Multisig setups are typically described as m-of-n, wherein the signatures of at least m private keys are required, and these private keys must correspond to any of the n defined public keys. For example, in a typical “2-of-3” setup, three public keys will be defined, and signatures from any two of the corresponding private keys are sufficient to unlock and spend the bitcoin.
Most multisig transactions are executed as P2SH transactions, so the address will begin with a “3”. In these cases, the exact script determining which keys are required is not exposed to the blockchain until the bitcoin has been spent. This means that the receivers of the bitcoin, those whose keys formed the multisig address, must remember the setup in order to spend the bitcoin. This setup is called the RedeemScript, as it allows the bitcoin to be redeemed and spent.

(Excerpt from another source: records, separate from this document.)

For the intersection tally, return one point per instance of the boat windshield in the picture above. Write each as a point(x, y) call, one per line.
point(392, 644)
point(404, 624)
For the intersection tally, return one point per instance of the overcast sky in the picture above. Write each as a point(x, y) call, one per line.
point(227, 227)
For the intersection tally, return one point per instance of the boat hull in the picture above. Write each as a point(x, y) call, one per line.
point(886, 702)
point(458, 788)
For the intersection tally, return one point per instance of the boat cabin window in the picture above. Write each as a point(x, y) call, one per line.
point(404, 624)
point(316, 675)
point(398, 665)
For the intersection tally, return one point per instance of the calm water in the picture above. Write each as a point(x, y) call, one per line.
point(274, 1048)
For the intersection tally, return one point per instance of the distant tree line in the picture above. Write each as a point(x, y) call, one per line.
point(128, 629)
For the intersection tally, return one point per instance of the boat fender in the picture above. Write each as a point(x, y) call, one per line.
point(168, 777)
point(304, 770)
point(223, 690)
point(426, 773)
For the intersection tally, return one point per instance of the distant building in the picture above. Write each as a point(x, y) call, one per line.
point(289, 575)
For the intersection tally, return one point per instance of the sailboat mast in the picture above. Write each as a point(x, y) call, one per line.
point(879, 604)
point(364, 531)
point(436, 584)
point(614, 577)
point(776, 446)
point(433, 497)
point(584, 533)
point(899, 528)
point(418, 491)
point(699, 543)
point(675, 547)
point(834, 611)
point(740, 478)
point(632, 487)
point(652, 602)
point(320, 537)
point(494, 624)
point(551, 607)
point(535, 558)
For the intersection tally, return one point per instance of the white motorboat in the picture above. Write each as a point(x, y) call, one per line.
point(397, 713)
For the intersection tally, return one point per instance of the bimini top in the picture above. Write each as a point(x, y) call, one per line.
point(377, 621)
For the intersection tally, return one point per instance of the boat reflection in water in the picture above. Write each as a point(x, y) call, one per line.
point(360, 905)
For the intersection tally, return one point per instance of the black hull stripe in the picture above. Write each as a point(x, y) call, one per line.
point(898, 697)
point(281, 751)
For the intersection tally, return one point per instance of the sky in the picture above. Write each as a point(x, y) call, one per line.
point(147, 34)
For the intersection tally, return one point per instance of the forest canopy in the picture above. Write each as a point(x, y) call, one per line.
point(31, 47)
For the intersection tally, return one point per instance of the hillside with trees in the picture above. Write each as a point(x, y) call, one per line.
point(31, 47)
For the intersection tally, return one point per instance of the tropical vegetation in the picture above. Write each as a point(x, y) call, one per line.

Let’s walk through an example: Alice, Bob, and Charlie want to start a company and hold joint custody of some bitcoin. To ensure that one of them cannot steal the collective funds, Alice, Bob, and Charlie share one public key each. They also decide that they will run their company based on majority rule. Thus, any two signatures are sufficient to spend their shared bitcoin. This requirement of two signatures coming from any of the three public keys, is translated to form a script, which is hashed to yield the address to which all three partners will send their contributions to the company fund. This set up would be described as a 2-of-3 multisig.